We are increasingly being exposed to endocrine-disrupting chemicals (EDCs) that interfere with the normal functioning of our hormones. Bisphenol A (BPA) and phthalates, which are widely used in consumer products including plastics, aluminum cans, pharmaceuticals, and cosmetics, are well-known EDCs.
Since both BPA and phthalates are structurally similar to steroid hormones that regulate chemical signaling in the body, they are capable of manipulating and disrupting hormonal functions. The liver, the seat of energy metabolism and xenobiotic detoxification, is the main target of these EDCs. The liver converts these EDCs into non-toxic water-soluble metabolites for excretion via urine. However, this biotransformation process generates reactive intermediates that accumulate in the liver, causing cell death and organ failure.
Studies involving animal models and human urine samples have confirmed the positive correlation between exposure to individual EDCs and abnormal liver function. However, they fail to consider real-life scenarios where uncontrolled multi-chemical exposure occurs simultaneously.
To address this issue, Professor Myung-Geol Pang and his colleagues from Chung-Ang University, Korea investigated the effects of the combined exposure to BPA and phthalates on liver function and metabolic homeostasis in mice models. Elaborating on their study’s design, Prof. Pang observes, “We determined the combined effects of multiple EDCs using a real-life risk simulation concept.” Their study was made available online on May 26, 2022 and is to be published on August 15, 2022, in volume 436 of the Journal of Hazardous Materials.
Prof. Pang and his team evaluated the effects of BPA and an EDC mixture consisting of BPA and seven phthalate compounds on male mice. They observed that neither BPA alone nor the EDC mixture affected liver function at the permissible human daily exposure (DE) limits defined by the Ministry of Food and Drug Safety in Korea. However, significant changes in the liver were observed when the dose of the EDC mixture was increased to 25, 250, and 2500 times the DE limit, including an increase in the overall weight of the liver. The study recorded lipid, triglyceride, and cholesterol—forms in which fat is stored in the body—buildup in the liver in addition to elevated blood glucose levels with these high levels of EDC exposure. The scientists speculated that the EDCs induced the expression of key genes involved in glucose production and transport pathways, which ultimately impacted liver health.

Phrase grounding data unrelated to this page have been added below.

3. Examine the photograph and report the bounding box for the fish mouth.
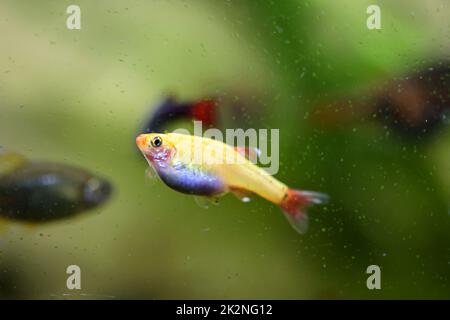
[136,134,148,150]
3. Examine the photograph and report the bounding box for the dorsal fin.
[0,148,28,176]
[234,146,261,161]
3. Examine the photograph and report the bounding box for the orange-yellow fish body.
[136,133,328,233]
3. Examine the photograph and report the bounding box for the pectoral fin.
[144,166,159,187]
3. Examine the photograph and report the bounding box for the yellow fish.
[136,132,328,233]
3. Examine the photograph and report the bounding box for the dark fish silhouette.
[0,149,112,222]
[141,96,216,133]
[313,61,450,140]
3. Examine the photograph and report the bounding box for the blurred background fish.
[312,61,450,141]
[141,96,217,134]
[140,89,264,136]
[0,148,113,223]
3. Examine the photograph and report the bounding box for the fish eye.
[151,136,163,148]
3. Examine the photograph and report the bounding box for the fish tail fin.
[280,189,329,234]
[190,99,217,126]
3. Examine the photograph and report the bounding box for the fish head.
[136,133,176,165]
[82,176,113,208]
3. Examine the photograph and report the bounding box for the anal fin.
[194,196,220,209]
[230,187,252,203]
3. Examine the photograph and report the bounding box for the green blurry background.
[1,0,450,299]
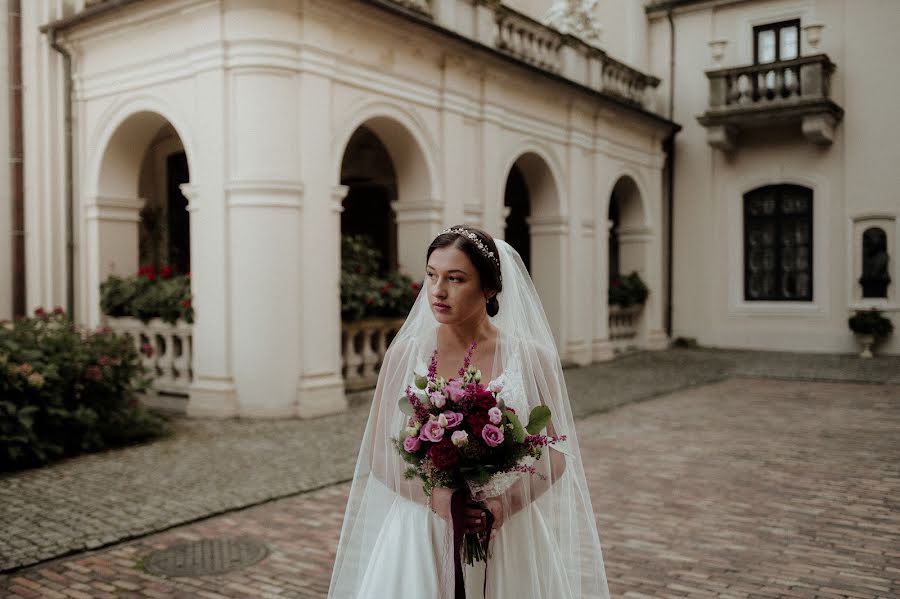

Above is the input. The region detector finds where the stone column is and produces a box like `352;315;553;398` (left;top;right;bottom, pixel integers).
83;194;142;327
295;53;347;418
528;215;569;352
392;199;445;276
643;164;668;351
225;66;305;417
592;218;615;361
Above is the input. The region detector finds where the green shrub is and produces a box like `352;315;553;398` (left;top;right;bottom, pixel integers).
100;265;193;324
341;235;420;322
848;308;894;337
0;309;168;471
609;272;649;307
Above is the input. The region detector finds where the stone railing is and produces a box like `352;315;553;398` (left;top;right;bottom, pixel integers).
106;317;193;396
495;8;564;72
342;317;407;391
699;54;843;148
707;54;835;109
599;55;656;107
608;304;642;344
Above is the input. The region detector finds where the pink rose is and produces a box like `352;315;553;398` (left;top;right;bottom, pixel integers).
488;407;502;425
403;435;422;452
419;419;445;443
446;379;465;402
442;411;464;429
489;381;504;394
481;424;504;447
429;391;446;408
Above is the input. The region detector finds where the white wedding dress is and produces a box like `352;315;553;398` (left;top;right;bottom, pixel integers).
328;239;610;599
353;366;574;599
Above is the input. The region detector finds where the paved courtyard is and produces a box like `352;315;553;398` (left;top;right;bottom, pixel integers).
2;376;898;598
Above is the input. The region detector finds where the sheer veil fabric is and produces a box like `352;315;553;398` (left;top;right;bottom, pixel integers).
328;240;610;599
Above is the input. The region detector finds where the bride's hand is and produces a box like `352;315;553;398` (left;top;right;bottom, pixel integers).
483;496;505;538
431;486;454;520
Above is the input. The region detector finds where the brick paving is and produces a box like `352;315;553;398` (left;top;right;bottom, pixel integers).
2;377;898;598
1;348;898;573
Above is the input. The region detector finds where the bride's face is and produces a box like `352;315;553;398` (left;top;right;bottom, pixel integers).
426;246;489;325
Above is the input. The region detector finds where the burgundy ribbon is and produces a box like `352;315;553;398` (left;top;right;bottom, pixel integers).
450;489;494;599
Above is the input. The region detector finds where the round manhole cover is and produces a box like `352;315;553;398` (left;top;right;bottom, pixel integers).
144;537;269;577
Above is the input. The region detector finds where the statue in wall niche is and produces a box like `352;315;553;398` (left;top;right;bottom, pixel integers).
544;0;603;44
860;227;890;298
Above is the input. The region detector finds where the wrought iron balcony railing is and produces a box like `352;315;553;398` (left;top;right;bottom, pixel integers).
698;54;843;151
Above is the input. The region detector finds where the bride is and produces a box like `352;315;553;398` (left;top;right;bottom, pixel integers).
328;226;610;598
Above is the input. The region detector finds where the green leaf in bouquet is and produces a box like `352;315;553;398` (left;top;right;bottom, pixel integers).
525;406;551;435
504;408;526;443
415;375;428;390
398;396;414;417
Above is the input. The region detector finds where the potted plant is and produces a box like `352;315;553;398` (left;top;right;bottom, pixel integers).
847;308;894;358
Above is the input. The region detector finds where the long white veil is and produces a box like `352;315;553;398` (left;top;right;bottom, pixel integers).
329;239;610;598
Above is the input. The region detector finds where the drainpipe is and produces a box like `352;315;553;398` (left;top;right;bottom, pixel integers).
9;0;25;317
664;6;676;338
47;27;75;318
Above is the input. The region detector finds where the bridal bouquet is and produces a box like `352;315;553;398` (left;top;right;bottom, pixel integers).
392;343;566;564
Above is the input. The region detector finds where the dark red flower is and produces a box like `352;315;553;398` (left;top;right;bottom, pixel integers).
411;281;421;290
182;299;191;308
465;411;491;437
140;343;155;358
52;306;65;315
471;386;497;411
161;265;174;279
34;307;46;317
98;356;111;366
427;438;459;470
85;366;103;382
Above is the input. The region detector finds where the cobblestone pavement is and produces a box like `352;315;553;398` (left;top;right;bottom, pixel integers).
1;377;898;598
1;348;898;574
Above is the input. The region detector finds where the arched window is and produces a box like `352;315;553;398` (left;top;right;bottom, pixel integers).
743;184;813;301
860;227;890;298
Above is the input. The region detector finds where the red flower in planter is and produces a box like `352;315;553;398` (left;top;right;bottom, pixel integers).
34;307;47;319
161;265;174;280
52;306;65;315
140;343;155;358
182;299;191;309
85;366;103;382
98;355;111;367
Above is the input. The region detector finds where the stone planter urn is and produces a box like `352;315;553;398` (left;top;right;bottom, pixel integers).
855;333;875;359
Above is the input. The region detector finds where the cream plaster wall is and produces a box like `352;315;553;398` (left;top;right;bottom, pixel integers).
648;0;900;355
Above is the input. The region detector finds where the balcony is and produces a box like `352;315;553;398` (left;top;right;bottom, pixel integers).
698;54;843;151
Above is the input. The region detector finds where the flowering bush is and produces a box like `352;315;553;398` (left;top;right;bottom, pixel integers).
0;309;168;471
100;265;193;324
608;271;649;307
848;308;894;337
341;235;421;322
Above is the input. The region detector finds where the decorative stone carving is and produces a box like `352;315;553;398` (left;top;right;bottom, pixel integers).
544;0;603;43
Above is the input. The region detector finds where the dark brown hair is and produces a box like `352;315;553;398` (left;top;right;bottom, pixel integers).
427;226;503;316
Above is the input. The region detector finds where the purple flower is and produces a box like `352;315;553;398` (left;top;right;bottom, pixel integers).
488;407;502;425
481;424;504;447
419;419;445;443
442;411;464;429
451;430;469;447
429;391;446;408
403;435;422;452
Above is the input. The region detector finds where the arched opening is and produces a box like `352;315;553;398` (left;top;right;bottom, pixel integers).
502;151;564;345
504;164;531;271
339;126;397;273
137;123;191;275
90;111;193;325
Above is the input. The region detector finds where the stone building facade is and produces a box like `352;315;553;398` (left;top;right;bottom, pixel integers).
3;0;675;417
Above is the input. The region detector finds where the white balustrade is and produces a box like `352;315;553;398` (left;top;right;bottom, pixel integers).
342;318;407;391
106;317;193;396
495;11;563;72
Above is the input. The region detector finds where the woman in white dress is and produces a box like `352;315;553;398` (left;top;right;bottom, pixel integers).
329;226;610;599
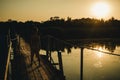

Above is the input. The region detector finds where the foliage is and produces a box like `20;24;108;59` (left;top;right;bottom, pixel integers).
1;17;120;52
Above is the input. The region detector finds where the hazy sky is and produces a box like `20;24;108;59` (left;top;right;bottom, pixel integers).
0;0;120;21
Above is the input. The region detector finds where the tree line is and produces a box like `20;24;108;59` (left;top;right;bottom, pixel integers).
0;17;120;52
1;17;120;39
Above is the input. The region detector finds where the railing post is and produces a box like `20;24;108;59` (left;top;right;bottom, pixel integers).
57;51;64;76
46;36;50;59
18;35;20;55
80;47;84;80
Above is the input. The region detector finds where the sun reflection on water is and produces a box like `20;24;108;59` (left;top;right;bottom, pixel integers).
93;47;104;68
94;61;103;68
95;47;104;58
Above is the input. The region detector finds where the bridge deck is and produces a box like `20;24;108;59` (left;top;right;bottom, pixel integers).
13;38;65;80
16;38;51;80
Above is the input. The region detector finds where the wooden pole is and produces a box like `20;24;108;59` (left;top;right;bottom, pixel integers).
57;51;64;75
46;36;50;59
80;47;84;80
18;35;20;54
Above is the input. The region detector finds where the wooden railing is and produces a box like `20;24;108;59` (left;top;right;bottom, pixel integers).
4;42;12;80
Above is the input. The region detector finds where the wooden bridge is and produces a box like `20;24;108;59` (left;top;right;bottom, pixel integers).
1;30;120;80
1;34;66;80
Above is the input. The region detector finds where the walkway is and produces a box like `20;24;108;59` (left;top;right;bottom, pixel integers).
18;38;51;80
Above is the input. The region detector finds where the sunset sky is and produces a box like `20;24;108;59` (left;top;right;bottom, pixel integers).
0;0;120;22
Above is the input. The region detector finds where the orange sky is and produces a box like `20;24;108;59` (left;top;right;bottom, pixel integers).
0;0;120;22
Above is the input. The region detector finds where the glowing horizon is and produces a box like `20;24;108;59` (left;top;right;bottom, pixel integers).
0;0;120;22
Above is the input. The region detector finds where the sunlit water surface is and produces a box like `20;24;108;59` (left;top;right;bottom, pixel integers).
41;46;120;80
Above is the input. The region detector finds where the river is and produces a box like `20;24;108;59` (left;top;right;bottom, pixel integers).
48;43;120;80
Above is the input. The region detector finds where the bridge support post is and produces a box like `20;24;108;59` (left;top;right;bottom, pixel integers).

Since EDC exposure is known to alter liver enzymes, the team examined the levels of blood serum components that are indicative of liver injury. Increased levels of the enzyme aminotransferase were observed upon exposure to EDC mixture levels that were over 25 times the recommended DE level, indicating liver damage. Additionally, an aspartate and alanine aminotransferase ratio of >1 was also observed, which indicated a higher risk of non-alcoholic fatty liver disease and the progression of liver fibrosis owing to an increased deposition of collagen fiber. Moreover, anti-inflammatory cytokines were found to be aggravated in EDC-exposed mice, which resulted in steatohepatitis, a condition where excessive fat accumulates in the liver causing cell death and progression of liver fibrosis. It must be noted here that the mammalian immune system secretes pro-inflammatory cytokines in response to hazardous chemicals, such as EDCs, or infections, thereby contributing to liver inflammation.
Interestingly, markers of oxidative stress and cell death by apoptosis were also observed to be abundant in the EDC-exposed mice. The scientists attributed this to the reduced antioxidant capacity of the liver damaged by the EDCs.